Father Michael was endowed with a sparkling sense of humour as well, adding lustre to his conversations and talks with gems of wit. He was surely the most educated man in the Ūva Province, a true prophet and the only stalwart who came forward to fight for the dignity of the peasantry of Buttala and forever to be remembered as a saint living and journeying with them.

There is recent news of him being declared a martyr-saint in the Catholic Church but people overwhelmingly affirm that he became a saint at the very moment of his death, having lived a life of love and concern for the poor and taking part in their struggles. An oft-repeated saying of Fr. Michael Rodrigo to be gratefully remembered at his anniversary is, “We must be ready to die for our people, if the hour comes and in the moment it comes”.
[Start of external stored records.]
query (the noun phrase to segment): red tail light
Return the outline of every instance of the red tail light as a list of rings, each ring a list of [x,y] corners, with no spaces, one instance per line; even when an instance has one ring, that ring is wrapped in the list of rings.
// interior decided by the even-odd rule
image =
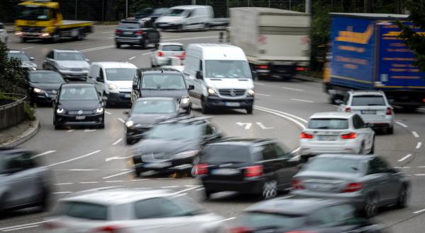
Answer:
[[[357,133],[353,132],[341,136],[341,139],[354,139],[356,137],[357,137]]]
[[[195,175],[199,176],[208,174],[208,165],[202,163],[195,165]]]
[[[314,137],[314,136],[312,134],[309,134],[304,132],[300,133],[300,138],[312,139]]]
[[[363,183],[350,183],[348,184],[342,190],[343,193],[351,193],[361,190]]]
[[[263,166],[255,165],[245,168],[245,177],[256,177],[263,174]]]
[[[302,181],[300,179],[293,179],[291,181],[291,185],[295,190],[305,189],[304,184],[302,184]]]

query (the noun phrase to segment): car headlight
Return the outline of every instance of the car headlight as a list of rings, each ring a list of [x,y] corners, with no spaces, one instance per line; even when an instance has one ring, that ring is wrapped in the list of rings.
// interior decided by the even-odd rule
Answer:
[[[173,156],[171,156],[171,158],[173,158],[173,159],[186,159],[186,158],[193,157],[193,156],[198,155],[198,150],[183,151],[183,152],[177,153],[176,155],[174,155]]]
[[[127,122],[125,122],[125,126],[127,127],[131,127],[132,126],[134,126],[135,122],[133,121],[127,121]]]

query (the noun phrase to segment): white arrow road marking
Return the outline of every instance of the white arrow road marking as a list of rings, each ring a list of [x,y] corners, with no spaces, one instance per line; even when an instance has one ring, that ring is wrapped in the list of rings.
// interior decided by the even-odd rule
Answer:
[[[245,126],[245,129],[249,129],[249,128],[251,128],[251,126],[252,126],[252,123],[236,122],[236,124],[237,124],[239,126]]]

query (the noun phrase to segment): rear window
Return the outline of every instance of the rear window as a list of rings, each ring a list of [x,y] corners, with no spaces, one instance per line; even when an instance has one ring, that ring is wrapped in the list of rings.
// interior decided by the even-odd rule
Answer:
[[[357,173],[360,162],[349,158],[316,157],[307,164],[305,170],[314,172],[330,172]]]
[[[308,123],[308,129],[348,129],[348,120],[335,118],[311,119]]]
[[[210,145],[203,150],[205,162],[210,163],[252,162],[249,148],[242,145]]]
[[[382,95],[356,95],[351,100],[351,106],[385,106]]]
[[[82,202],[67,202],[61,208],[64,215],[91,220],[108,220],[108,208],[105,205]]]

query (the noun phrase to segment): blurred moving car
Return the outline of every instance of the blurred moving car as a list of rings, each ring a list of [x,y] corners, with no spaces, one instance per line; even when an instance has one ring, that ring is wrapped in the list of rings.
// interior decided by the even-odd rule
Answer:
[[[232,191],[270,198],[290,188],[298,162],[274,140],[227,139],[205,145],[193,173],[200,177],[206,198]]]
[[[366,217],[383,205],[406,207],[410,189],[407,178],[376,155],[319,155],[293,179],[295,196],[346,200]]]
[[[186,85],[181,72],[171,68],[141,68],[136,73],[132,83],[131,101],[144,97],[171,97],[175,98],[180,107],[191,113],[192,104],[189,90],[193,85]]]
[[[51,177],[36,154],[26,149],[0,150],[0,213],[49,208]]]
[[[126,111],[125,140],[132,144],[140,135],[166,117],[177,115],[180,107],[171,97],[143,97],[136,100],[130,111]]]
[[[42,69],[57,71],[65,79],[86,80],[89,61],[79,51],[52,49],[45,57]]]
[[[300,134],[303,160],[322,153],[373,154],[375,132],[358,114],[319,112],[310,117]]]
[[[38,70],[29,72],[25,85],[30,104],[55,101],[60,85],[66,83],[55,71]]]
[[[339,112],[359,114],[366,123],[373,124],[374,129],[384,129],[387,133],[394,131],[394,112],[385,93],[379,90],[348,91],[340,103]]]
[[[139,45],[147,49],[148,45],[160,41],[159,32],[152,28],[149,21],[122,20],[115,30],[115,42],[117,48],[123,44]]]
[[[128,62],[94,62],[87,76],[108,104],[131,103],[131,85],[137,67]]]
[[[222,217],[165,190],[83,191],[60,200],[59,210],[43,232],[226,232]]]
[[[162,121],[132,148],[130,162],[137,175],[147,171],[188,172],[199,162],[199,151],[222,138],[205,117],[181,116]]]
[[[96,126],[103,129],[104,105],[105,100],[93,84],[62,84],[53,102],[55,129],[64,126]]]
[[[174,6],[155,21],[155,25],[161,29],[186,30],[204,30],[214,18],[210,6],[189,5]]]
[[[33,61],[34,61],[34,58],[32,56],[28,57],[28,55],[23,51],[9,50],[7,53],[7,56],[9,59],[14,58],[20,60],[22,62],[22,68],[27,71],[35,71],[38,68],[37,64]]]
[[[238,217],[232,233],[381,233],[382,227],[358,216],[338,200],[275,198],[254,204]]]
[[[167,58],[169,56],[176,56],[179,57],[181,60],[183,60],[186,52],[181,43],[162,42],[158,44],[150,56],[151,66],[157,67],[168,64],[169,61]]]

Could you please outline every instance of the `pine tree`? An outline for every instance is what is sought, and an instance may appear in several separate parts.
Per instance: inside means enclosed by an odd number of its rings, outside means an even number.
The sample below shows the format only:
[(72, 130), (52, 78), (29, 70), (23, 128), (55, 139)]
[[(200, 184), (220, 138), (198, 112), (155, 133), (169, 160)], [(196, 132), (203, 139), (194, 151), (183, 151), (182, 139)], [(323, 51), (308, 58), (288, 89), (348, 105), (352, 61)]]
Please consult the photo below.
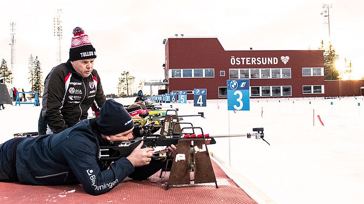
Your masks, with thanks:
[(130, 75), (129, 72), (123, 72), (121, 73), (121, 77), (119, 78), (119, 84), (118, 84), (118, 92), (120, 96), (125, 95), (125, 92), (126, 92), (126, 96), (129, 96), (129, 92), (131, 93), (132, 87), (134, 83), (135, 77)]
[(38, 56), (36, 56), (36, 58), (34, 60), (34, 69), (33, 73), (34, 76), (33, 77), (34, 84), (33, 86), (32, 87), (32, 90), (34, 92), (38, 92), (39, 96), (41, 97), (44, 90), (44, 86), (42, 83), (43, 76), (42, 75), (42, 72), (41, 71), (40, 62), (39, 61)]
[(4, 79), (4, 83), (13, 83), (13, 77), (11, 77), (11, 71), (8, 69), (6, 61), (2, 59), (1, 66), (0, 66), (0, 78)]
[(338, 79), (339, 72), (336, 69), (335, 62), (339, 58), (336, 51), (330, 43), (328, 49), (324, 53), (324, 73), (325, 80)]
[(29, 56), (29, 60), (28, 61), (28, 73), (29, 74), (29, 77), (28, 78), (29, 79), (29, 84), (30, 84), (30, 87), (31, 87), (32, 91), (33, 91), (33, 88), (34, 87), (34, 70), (35, 67), (35, 60), (33, 57), (32, 55), (30, 55)]

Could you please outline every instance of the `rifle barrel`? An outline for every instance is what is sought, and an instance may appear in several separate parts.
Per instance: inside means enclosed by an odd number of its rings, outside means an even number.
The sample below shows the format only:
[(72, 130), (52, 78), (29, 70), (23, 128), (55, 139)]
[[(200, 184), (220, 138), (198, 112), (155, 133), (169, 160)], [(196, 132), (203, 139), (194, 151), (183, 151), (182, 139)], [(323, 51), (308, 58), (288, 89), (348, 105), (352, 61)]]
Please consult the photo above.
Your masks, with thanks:
[(218, 138), (218, 137), (248, 137), (248, 136), (256, 136), (257, 134), (262, 135), (262, 133), (252, 133), (252, 134), (220, 134), (217, 135), (210, 135), (208, 137)]

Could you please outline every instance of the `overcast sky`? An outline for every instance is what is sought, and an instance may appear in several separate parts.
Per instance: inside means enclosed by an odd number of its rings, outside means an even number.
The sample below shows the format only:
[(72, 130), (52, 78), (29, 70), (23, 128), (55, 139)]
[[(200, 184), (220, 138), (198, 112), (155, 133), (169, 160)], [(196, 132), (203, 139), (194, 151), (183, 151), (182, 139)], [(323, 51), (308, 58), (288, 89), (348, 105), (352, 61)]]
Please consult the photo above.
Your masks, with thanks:
[[(225, 50), (317, 49), (327, 41), (327, 25), (320, 15), (324, 2), (255, 0), (1, 0), (0, 59), (10, 67), (10, 22), (16, 23), (15, 83), (27, 89), (28, 59), (38, 56), (45, 77), (57, 65), (53, 18), (62, 10), (62, 61), (68, 58), (76, 26), (88, 35), (97, 52), (95, 62), (105, 93), (117, 93), (124, 71), (140, 80), (162, 79), (163, 39), (217, 37)], [(331, 41), (339, 55), (351, 60), (353, 72), (363, 75), (364, 3), (333, 0)]]

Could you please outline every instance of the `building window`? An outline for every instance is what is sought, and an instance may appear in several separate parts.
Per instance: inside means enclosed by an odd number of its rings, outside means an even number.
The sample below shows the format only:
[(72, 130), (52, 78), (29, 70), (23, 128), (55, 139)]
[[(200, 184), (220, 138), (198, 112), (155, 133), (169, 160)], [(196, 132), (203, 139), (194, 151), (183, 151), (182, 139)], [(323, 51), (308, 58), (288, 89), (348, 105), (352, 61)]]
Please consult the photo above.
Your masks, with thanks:
[(203, 70), (202, 69), (196, 69), (193, 70), (193, 77), (203, 77)]
[(262, 87), (262, 95), (263, 96), (270, 95), (270, 87), (263, 86)]
[(322, 70), (324, 68), (312, 68), (312, 75), (314, 76), (323, 76), (324, 74), (322, 74)]
[(250, 70), (250, 78), (259, 78), (259, 69), (252, 69)]
[(290, 86), (282, 87), (282, 95), (292, 95), (292, 88)]
[(215, 76), (213, 69), (205, 69), (205, 77), (213, 77)]
[(311, 86), (303, 86), (303, 93), (312, 93), (312, 88)]
[(282, 78), (291, 78), (291, 68), (282, 68)]
[(322, 93), (323, 89), (321, 86), (313, 86), (314, 93)]
[(303, 93), (324, 93), (324, 85), (303, 86), (302, 87)]
[(249, 69), (240, 69), (240, 78), (249, 78)]
[(281, 69), (272, 69), (272, 78), (281, 78)]
[(311, 68), (302, 68), (303, 76), (311, 76)]
[(220, 76), (225, 76), (225, 71), (220, 71)]
[(281, 87), (272, 86), (272, 95), (277, 96), (281, 95)]
[(182, 70), (183, 70), (183, 77), (192, 77), (192, 70), (183, 69)]
[(238, 69), (229, 69), (229, 78), (238, 78)]
[(261, 91), (259, 87), (251, 87), (250, 93), (252, 96), (260, 96)]
[(302, 75), (303, 76), (324, 76), (324, 68), (303, 67)]
[(172, 77), (181, 77), (181, 70), (172, 70)]
[(227, 88), (226, 87), (219, 87), (219, 97), (227, 97)]

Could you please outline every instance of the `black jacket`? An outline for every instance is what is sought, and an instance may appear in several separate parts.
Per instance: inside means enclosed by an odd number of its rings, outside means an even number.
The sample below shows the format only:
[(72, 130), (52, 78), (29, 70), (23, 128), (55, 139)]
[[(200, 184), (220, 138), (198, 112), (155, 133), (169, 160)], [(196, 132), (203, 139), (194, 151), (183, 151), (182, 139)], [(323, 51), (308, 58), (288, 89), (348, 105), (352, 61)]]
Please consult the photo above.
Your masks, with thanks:
[(105, 100), (96, 70), (83, 77), (68, 60), (53, 68), (45, 78), (39, 123), (60, 132), (86, 119), (94, 100), (101, 107)]
[(122, 157), (108, 169), (98, 159), (100, 145), (109, 142), (98, 133), (95, 119), (83, 120), (61, 132), (29, 138), (17, 148), (17, 173), (21, 184), (64, 185), (81, 183), (92, 195), (105, 193), (126, 176), (135, 180), (149, 177), (162, 168), (163, 162), (134, 168)]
His last words have been in reference to Archbishop Saint Oscar Romero of San Salvador who was also gunned down at his altar in March 1980: “If they kill me, I shall rise in the hearts of the people… Let my blood be the seed of freedom and a sign that hope may soon be a reality to them”.

Fr. Michael Rodrigo OMI, our Sri Lankan prophet and martyr for justice continues to be alive in the memory of the people of Buttala. Celebrating his glorious death provides an occasion to renew our commitment to keeping his dream alive and be energised in our work of inter-religious dialogue and action for social justice.